For centuries, diamond has been prized for its mechanical properties. Researchers have found evidence of its use as a polishing tool in China, dating back to 2,000 BC.

The first diamond drill was developed in 1751, and in 1871, patents for the first diamond lathe were granted. Despite years of research to create a harder substance, diamond remains the most incompressible of all materials.

Stone tools from the late prehistoric period.

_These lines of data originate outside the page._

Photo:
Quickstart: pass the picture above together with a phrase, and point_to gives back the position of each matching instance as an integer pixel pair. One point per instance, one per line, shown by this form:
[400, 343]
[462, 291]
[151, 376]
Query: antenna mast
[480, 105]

Between a Rock and a Hard Metal

While diamond is super-hard, it’s rare in nature and difficult to synthesize, so it’s also super-expensive. Cost isn’t the only drawback for its industrial application. Because it reacts with iron at high temperatures, it can’t be used for cutting steel. Cubic boron nitride, another extremely hard material, can be used to cut steel and other alloys, but it requires high pressure and high temperature conditions to synthesize, making it an even more expensive material than diamond.

Today’s drill bits and cutting tools are commonly made from tool steel or cemented carbides, all significantly softer than diamond, with a tendency to wear out quickly.

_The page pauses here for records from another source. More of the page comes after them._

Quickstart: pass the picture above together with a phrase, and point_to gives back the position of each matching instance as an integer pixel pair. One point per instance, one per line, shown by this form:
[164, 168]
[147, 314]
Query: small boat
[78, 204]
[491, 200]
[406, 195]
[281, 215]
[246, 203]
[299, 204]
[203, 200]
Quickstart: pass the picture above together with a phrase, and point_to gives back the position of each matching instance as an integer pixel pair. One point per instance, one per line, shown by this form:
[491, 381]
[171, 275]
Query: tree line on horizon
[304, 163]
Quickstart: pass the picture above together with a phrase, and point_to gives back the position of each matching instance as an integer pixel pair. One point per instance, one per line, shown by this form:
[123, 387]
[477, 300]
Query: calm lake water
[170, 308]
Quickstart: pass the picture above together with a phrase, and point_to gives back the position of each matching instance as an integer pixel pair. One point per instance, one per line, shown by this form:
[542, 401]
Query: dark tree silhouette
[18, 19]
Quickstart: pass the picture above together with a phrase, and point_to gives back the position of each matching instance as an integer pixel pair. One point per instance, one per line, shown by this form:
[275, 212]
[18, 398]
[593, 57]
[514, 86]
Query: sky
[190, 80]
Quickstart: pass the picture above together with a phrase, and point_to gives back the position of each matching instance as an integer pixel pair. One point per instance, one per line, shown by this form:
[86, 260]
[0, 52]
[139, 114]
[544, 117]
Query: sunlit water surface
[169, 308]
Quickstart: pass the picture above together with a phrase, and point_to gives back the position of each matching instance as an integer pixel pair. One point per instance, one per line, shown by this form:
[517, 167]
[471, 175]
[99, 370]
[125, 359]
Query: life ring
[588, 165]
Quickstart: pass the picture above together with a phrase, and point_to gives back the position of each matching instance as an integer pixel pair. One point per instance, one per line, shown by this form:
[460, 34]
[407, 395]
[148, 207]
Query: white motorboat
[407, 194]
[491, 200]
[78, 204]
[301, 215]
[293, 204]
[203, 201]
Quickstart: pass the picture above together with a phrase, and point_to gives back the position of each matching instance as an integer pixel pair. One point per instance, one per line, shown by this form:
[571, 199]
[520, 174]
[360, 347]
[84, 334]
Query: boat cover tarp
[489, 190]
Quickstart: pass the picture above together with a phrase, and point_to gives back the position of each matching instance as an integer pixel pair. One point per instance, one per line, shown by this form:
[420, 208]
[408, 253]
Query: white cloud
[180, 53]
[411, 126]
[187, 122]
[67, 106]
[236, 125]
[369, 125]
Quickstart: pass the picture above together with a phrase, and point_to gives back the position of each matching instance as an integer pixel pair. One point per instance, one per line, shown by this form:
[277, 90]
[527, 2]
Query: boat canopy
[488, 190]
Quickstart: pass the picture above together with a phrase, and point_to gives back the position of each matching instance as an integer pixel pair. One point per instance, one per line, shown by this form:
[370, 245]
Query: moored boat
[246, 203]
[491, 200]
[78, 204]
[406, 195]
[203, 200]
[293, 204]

Advancements in machinery and engineering demand superhard, highly incompressible materials, that can withstand grueling conditions and extreme temperatures without degrading. The need for cost-efficient, wear-resistant tooling has driven the search for ultra-incompressible, superhard materials.

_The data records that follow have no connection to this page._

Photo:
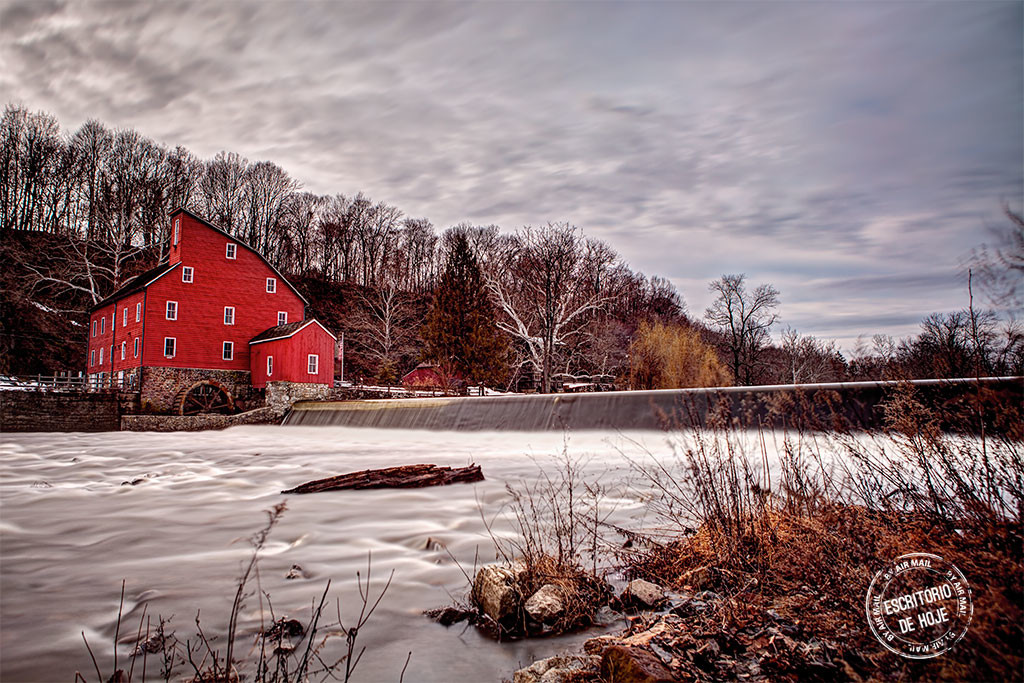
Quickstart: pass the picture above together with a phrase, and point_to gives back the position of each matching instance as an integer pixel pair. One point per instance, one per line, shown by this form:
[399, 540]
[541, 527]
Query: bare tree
[744, 318]
[541, 290]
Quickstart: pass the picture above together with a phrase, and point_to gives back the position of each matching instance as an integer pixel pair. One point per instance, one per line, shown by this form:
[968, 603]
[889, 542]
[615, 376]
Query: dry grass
[807, 545]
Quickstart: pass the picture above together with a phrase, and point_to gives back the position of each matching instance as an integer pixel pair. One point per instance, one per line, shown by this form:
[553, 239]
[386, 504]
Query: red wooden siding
[291, 357]
[217, 282]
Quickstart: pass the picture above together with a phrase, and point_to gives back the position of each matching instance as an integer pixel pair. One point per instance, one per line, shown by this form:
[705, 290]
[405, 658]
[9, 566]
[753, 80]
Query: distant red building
[182, 334]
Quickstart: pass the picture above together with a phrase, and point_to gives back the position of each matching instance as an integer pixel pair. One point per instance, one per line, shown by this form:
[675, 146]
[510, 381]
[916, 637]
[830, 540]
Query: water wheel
[204, 397]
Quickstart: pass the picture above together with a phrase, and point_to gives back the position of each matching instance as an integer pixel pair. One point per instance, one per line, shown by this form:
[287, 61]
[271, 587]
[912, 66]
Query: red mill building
[213, 323]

Common metal tools in use today.

Targeted Properties For Superhard Materials

Incompressibilty

• Important property of cutting tools
• Resistance to elastic (reversible) deformation
• Materials with high hardness are very incompressible but incompressible materials are not necessarily hard

Hardness

• One of the most important properties for cutting tools and abrasives
• Resistance to plastic (irreversible) deformation

The Next Generation

Scientists have two directions to choose from in making superhard, ultra-incompressible materials. The first, is to imitate natural diamond, by using carbon and combining it with boron or nitrogen to maintain short covalent bonds–but that involves using high-pressure and high temperatures, making it a very expensive process. The second approach is to look for metals that are already incompressible and try to make them hard. Through four generations of experiments with various formations, they’ve created materials hard enough to scratch diamond, but can still be easily cut into tools using a cost- and energy-efficient process called electric discharge machining. These superhard materials have the potential to cut deep into the market by providing a cost-effective more durable alternative to current milling, sawing and drilling tools.

Creating superhard metals to meet industrial-strength challenges.